Reviews by L. J. Roberts

SHONA MacLEAN – A Game of Sorrow. Quercus, UK, trade paperback, 2010.

Genre:   Historical mystery. Leading character:   Alexander Seaton; 2nd in series. Setting:   Scotland/Ireland-1628.


First Sentence:   The bride’s grandmother smiled: she could feel the discomfort of the groom’s family and it pleased her well.

    It is disconcerting enough to be accused of less-then reputable actions you know you did not commit, but even more so when confronted by a man who could be your twin.

    Alexander Seaton, a reputable teacher at Marischal College in Aberdeen, has never known any family beyond his now-dead parents until now. Near-twin cousin Sean O’Neill is about to change all that with an entreaty for Alexander to come with him to Ireland. It seems his grandfather is dying and the entire O’Neill family is under a curse which only the proven existence of Alexander can break.

    It is always frustrating when you absolutely love an author’s first book and are then disappointed in their second. Unfortunately, that was the case here. In The Redemption of Alexander Seaton, I felt great empathy for the character and came to care about him.

    In this book, other than as the “voice” of the story, and the one to whom everything happens — how many times can one get hit on the head without major concussion or brain damage — we learn little about his internal makeup. Yes, it is interesting that he is such a fish-out-of-water character being an academic caught up in conflict, but he never really came to life.


    I’ve never been to Ireland, but I did love MacLean’s descriptions. She made me feel as though I were standing next to the characters, and wished I could be. I also felt she well conveyed the sense of Ireland as a land where faith and superstition walked hand-in-hand.

    While I found the history fascinating and gained a better understanding of the conflict between the Catholics and Protestants, English and Irish, I felt MacLean became so caught up in the history, I somewhat forgot about the story.

    I was also interested to learn that a troupe of traveling players may have performed Shakespeare’s “Much Ado About Nothing” in Ireland during this time.

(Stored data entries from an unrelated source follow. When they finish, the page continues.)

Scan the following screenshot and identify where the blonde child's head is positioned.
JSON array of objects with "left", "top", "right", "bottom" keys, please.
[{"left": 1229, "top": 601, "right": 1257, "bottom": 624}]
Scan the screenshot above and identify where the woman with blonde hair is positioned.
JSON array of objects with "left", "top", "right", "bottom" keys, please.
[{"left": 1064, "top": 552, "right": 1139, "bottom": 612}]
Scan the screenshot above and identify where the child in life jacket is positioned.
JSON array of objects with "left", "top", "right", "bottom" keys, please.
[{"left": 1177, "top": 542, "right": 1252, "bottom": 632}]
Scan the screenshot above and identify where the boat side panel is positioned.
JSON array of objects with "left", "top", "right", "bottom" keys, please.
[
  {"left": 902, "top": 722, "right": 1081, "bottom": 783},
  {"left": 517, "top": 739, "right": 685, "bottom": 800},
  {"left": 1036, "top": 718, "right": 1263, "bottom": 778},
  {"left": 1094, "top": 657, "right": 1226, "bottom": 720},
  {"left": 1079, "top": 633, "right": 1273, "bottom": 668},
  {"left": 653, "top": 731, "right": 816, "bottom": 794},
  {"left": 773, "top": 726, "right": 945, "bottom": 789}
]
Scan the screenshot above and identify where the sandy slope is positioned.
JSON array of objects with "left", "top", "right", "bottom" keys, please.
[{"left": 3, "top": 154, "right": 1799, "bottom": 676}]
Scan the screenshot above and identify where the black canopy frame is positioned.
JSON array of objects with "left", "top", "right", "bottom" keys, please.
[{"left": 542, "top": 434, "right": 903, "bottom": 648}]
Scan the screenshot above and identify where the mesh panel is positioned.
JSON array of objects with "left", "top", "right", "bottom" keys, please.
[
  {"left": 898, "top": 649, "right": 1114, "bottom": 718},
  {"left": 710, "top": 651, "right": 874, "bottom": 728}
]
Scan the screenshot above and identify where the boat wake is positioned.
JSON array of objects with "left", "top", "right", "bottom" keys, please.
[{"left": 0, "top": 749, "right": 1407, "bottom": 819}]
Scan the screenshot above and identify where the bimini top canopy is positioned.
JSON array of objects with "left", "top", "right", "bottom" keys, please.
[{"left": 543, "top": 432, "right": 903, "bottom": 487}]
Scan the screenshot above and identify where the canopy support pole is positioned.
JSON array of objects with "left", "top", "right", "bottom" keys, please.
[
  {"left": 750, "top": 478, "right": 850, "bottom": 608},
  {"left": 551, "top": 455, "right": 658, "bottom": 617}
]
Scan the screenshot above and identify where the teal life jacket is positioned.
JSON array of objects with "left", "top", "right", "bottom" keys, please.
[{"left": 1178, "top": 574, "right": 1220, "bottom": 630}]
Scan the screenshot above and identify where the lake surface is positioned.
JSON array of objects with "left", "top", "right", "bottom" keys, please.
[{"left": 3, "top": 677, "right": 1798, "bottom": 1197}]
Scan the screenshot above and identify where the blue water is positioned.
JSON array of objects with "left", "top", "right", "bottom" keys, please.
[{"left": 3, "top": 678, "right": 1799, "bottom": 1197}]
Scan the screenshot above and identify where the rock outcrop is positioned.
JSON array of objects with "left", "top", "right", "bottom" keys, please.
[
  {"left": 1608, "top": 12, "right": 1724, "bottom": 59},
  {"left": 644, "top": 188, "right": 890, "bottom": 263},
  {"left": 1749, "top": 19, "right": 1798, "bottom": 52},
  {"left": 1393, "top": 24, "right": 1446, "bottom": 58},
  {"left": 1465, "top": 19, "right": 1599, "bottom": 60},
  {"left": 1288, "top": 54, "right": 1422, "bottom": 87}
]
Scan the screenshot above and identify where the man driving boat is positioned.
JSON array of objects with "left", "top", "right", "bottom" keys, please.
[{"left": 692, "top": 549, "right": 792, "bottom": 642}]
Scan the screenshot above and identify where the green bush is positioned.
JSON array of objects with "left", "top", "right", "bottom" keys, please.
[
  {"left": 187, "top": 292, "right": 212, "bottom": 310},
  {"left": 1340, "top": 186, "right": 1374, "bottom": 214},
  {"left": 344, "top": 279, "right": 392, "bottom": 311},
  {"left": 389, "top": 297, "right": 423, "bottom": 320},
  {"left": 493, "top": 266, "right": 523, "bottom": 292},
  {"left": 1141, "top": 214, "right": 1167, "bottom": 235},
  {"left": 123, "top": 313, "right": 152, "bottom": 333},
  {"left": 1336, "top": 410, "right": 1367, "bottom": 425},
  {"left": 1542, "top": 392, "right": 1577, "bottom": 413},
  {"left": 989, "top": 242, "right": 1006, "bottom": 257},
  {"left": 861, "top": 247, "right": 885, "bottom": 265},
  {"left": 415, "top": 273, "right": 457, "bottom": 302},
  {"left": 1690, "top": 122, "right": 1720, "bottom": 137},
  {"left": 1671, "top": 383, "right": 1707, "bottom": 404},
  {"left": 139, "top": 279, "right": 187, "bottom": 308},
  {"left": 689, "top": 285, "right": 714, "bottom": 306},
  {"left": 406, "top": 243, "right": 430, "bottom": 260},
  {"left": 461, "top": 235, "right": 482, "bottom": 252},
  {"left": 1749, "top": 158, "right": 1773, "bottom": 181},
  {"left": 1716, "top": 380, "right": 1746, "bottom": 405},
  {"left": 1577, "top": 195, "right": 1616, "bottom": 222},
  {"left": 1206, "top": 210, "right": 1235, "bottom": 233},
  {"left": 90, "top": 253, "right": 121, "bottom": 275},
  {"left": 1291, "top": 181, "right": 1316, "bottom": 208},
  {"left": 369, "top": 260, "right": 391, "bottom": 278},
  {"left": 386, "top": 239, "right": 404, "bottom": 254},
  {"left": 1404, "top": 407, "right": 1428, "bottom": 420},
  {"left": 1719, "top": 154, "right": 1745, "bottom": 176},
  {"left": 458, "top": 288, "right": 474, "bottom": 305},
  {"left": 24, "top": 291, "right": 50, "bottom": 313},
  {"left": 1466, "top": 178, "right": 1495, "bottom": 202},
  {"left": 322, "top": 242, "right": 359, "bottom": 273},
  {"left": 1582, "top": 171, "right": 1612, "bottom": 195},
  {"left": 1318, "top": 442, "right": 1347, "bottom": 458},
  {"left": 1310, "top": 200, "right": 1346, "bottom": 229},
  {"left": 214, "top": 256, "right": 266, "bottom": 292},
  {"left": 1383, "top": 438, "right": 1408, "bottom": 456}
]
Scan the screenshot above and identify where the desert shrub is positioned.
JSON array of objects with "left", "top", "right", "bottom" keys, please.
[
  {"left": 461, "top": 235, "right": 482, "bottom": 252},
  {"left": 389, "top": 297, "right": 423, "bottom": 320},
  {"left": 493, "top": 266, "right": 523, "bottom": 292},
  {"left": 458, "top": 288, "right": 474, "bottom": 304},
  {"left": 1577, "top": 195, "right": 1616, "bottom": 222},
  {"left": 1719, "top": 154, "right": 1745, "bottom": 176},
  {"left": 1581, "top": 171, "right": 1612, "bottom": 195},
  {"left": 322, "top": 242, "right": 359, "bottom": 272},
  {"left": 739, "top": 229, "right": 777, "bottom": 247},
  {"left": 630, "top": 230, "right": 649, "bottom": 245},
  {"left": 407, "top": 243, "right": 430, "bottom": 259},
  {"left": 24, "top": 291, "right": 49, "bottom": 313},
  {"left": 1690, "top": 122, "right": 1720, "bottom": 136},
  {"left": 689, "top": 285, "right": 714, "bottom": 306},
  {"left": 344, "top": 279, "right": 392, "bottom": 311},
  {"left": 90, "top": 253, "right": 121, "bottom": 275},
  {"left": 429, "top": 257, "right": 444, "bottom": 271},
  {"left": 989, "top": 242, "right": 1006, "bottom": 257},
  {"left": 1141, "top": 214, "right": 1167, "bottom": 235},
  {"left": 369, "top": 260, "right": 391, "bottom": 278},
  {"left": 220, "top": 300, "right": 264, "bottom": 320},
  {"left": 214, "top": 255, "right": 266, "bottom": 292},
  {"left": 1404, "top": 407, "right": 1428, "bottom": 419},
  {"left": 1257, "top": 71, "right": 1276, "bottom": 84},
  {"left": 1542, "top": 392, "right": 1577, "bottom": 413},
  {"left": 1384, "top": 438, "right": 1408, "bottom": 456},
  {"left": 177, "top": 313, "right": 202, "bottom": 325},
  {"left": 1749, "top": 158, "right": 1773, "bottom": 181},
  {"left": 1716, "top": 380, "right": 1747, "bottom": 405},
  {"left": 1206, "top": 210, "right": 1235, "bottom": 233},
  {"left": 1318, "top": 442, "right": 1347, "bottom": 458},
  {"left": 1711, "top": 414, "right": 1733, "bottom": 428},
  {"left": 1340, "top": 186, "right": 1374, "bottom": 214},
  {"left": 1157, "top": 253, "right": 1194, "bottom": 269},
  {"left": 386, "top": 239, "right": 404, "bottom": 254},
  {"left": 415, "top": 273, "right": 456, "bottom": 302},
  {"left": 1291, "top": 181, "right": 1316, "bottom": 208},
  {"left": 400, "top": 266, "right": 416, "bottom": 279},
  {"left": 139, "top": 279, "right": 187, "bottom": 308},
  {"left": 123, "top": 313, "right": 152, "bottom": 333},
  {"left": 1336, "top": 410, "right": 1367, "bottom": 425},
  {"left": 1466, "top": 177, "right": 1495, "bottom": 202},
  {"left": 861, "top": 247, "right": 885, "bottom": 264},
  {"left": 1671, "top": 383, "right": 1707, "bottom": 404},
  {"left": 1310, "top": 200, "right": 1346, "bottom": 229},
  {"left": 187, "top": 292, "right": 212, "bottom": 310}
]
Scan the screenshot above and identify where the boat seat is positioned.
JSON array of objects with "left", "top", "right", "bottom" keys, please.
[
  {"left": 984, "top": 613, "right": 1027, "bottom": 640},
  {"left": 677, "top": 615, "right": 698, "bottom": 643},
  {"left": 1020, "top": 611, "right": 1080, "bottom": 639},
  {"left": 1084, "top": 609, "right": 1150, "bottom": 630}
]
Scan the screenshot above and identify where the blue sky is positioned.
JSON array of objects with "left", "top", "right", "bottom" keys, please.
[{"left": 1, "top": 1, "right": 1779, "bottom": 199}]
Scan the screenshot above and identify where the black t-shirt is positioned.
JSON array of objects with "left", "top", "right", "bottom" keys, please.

    The story was interesting but I found it difficult to keep track of all the characters and, because most of them were simply that, there were few about whom I really cared. I am, by no means, ready to give up on MacLean. I do hope, however, her next book focuses more on telling us a whopping good story.

Rating:   OK.

Editorial Comment:   An interview with Shona MacLean can be found online here. And in case you may have been wondering, the answer is yes, sort of. Her uncle was “best-selling author Alistair MacLean who wrote The Guns of Navarone, Where Eagles Dare and a host of other action thrillers.”